Unless you sail in this stuff often then your ears and senses become as important as your eyes..


----------



## Cruisingdad (Jul 21, 2006)

halekai36 said:


> Speaking as someone from the foggy state of Maine all I can say is YES!
> 
> Radar likes right angles and flat surfaces to reflect signal back. Rounded masts are not a good reflector. While many boats do show up without a reflector the target definition and target itself on screen is usually quite small and can be mistaken for a lobster pot or buoy or sea clutter. Make your boat show up on someones radar screen and definitely buy a reflector..
> 
> ...


A good post.

- CD


----------



## max-on (Mar 30, 2004)

sailingdog said:


> Max-on's radar unit is an old CRT unit from about WWII.


Very funny . . .


----------



## Vitesse473 (Mar 16, 2008)

Here's an interesting study done on radar reflectors. Basically confirms that the age old Davis octahedral style is the best (and the cheapest). I will be adding this and AIS very soon.

1995 Radar Reflector Test


----------



## camaraderie (May 22, 2002)

Hal...great screen shot from your new Garmin! Thanks.


----------



## sailingdog (Mar 19, 2006)

max-on said:


> Very funny . . .


ROFLMAO... I was wondering when you were going to spot that....


----------



## capttb (Dec 13, 2003)

Had a huge whalewatching boat on my transom once when we hit a "wall" of zero visibility, he reported that my cheap Davis reflector was working well and he'd give me a little more room as I'd requested. I could hear him getting closer to the point I couldn't hear anything ahead so I'd radio'd to make sure my "Tinfoil Hat" was working and ask him to back off.
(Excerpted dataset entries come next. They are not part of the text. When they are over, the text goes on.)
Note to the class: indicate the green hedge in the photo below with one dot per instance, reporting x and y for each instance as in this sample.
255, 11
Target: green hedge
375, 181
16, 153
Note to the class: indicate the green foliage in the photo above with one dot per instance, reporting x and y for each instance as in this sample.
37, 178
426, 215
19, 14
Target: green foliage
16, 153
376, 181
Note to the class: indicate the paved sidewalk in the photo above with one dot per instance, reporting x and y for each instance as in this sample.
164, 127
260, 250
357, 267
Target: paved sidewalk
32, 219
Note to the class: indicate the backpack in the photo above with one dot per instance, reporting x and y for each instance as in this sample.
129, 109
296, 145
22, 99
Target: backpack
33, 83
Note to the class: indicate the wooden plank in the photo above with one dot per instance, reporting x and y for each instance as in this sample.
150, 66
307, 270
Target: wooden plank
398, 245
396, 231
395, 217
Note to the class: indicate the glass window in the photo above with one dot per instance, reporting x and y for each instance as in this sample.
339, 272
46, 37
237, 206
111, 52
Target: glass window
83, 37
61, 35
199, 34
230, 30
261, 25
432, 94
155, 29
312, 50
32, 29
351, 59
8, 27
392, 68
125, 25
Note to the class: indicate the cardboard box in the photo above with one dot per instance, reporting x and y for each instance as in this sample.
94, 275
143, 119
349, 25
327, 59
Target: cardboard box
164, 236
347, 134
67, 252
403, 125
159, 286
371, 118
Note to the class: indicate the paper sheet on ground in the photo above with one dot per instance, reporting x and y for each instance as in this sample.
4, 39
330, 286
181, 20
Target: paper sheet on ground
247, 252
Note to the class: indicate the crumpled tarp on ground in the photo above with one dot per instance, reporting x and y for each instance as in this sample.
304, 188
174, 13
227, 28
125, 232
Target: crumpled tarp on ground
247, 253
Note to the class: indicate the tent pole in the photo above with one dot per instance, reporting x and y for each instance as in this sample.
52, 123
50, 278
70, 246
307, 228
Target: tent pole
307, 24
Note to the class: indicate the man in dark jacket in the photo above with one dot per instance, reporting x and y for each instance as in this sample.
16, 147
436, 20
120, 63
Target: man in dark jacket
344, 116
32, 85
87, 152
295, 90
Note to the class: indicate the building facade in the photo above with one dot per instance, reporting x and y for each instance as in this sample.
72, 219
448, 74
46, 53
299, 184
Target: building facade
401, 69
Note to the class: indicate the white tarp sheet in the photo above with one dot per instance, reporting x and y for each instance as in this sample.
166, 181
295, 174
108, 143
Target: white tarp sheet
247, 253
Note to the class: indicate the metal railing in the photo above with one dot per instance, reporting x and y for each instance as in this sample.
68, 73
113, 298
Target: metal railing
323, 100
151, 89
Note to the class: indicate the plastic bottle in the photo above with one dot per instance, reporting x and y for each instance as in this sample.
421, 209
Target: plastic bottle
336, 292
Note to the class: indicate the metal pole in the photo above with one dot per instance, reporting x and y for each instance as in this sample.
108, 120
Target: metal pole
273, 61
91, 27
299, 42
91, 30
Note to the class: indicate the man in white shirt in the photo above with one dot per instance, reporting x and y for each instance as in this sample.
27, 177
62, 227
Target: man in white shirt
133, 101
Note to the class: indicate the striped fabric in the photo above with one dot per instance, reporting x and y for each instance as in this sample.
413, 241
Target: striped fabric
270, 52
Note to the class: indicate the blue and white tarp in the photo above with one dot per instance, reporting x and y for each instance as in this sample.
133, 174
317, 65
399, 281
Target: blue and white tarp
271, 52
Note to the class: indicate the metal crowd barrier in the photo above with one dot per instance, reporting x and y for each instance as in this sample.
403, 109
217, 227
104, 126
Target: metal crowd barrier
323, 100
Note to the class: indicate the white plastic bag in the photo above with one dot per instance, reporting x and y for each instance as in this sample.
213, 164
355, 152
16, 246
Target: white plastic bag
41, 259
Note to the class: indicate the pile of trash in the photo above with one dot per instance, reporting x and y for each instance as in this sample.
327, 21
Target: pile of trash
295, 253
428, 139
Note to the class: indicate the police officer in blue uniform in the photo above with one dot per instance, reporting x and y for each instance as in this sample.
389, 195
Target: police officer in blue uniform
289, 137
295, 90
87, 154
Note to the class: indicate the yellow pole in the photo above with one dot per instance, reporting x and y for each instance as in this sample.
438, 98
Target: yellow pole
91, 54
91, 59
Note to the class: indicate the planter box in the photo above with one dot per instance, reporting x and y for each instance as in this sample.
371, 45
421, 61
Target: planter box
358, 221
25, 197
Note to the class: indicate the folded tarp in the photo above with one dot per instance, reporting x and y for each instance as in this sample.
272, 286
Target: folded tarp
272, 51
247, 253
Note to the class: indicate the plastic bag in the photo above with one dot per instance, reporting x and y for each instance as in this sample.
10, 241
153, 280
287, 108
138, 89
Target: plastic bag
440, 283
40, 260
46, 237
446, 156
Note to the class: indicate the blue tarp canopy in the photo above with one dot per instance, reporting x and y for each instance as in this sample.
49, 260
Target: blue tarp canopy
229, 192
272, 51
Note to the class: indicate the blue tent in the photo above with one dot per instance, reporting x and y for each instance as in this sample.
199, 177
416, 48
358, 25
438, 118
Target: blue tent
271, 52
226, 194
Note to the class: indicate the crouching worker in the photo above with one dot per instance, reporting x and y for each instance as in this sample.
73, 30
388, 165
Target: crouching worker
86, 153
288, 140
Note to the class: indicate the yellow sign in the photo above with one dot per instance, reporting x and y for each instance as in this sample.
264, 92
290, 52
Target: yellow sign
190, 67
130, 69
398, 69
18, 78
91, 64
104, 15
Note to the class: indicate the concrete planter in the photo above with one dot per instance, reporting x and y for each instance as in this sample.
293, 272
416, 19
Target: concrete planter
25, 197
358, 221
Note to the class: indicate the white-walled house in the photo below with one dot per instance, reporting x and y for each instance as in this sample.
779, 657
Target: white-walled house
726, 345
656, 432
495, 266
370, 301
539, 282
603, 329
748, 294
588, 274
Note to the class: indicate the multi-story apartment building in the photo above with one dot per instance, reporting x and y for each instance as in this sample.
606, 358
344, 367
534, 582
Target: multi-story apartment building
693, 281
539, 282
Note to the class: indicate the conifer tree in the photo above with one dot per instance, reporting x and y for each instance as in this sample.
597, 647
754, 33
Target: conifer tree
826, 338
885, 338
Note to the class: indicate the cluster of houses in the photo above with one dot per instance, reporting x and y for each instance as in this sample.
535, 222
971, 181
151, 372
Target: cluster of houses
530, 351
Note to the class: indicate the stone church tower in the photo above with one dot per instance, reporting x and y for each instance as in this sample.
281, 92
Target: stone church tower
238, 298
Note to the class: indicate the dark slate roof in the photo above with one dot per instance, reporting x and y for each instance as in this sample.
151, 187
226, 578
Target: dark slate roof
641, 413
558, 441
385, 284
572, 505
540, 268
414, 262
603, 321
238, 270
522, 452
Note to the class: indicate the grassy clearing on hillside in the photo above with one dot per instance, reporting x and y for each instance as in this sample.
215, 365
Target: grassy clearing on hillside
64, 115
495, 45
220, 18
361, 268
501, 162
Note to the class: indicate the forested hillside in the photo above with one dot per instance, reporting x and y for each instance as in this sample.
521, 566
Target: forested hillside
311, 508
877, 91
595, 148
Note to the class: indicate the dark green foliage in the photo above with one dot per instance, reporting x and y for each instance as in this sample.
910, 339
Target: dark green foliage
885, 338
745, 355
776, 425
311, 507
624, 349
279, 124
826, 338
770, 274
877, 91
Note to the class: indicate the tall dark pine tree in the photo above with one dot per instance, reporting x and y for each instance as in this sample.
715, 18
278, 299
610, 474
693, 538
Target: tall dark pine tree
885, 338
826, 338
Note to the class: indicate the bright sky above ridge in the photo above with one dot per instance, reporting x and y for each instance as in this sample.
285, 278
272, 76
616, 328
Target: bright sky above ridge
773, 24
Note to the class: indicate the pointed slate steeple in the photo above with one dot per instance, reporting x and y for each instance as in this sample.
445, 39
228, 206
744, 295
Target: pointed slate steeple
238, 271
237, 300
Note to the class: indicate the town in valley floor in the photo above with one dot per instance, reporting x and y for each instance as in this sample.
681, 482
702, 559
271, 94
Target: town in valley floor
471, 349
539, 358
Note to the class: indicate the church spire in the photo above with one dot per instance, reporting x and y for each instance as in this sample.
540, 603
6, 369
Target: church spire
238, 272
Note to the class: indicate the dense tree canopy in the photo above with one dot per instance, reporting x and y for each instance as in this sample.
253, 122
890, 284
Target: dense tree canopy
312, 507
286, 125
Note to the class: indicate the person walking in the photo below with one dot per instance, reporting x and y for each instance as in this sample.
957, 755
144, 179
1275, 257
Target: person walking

Without radar sometimes you have to keep watch with your ears.


----------



## craigtoo (Aug 17, 2007)

in a pinch....is it possible to hoist a mesh laundry bag full of crushed coke cans... Sort of a poor mans reflector...of course beer cans would work as well..???


----------



## arf145 (Jul 25, 2007)

I was going to mention the possibility of a tin foil hat as kind of a poor crazy man's reflector, but this seems like a serious discussion


----------



## Freesail99 (Feb 13, 2006)

> I was going to mention the possibility of a tin foil hat as kind of a poor crazy man's reflector, but this seems like a serious discussion


Practical sailor did test tin or aluminum foil and it really didn't work.


----------



## sailingdog (Mar 19, 2006)

Free's also tested his hat....  

No, the problem with cans and foil is that they don't have large flat surface areas of sufficient density. They also don't really have the sharp angular corners and edges that a Davis Echomaster does.


----------



## artbyjody (Jan 4, 2008)

arf145 said:


> I was going to mention the possibility of a tin foil hat as kind of a poor crazy man's reflector, but this seems like a serious discussion


Just have as many grills as you can on the stern  no need for tin foil hats then!


----------



## arf145 (Jul 25, 2007)

artbyjody said:


> Just have as many grills as you can on the stern  no need for tin foil hats then!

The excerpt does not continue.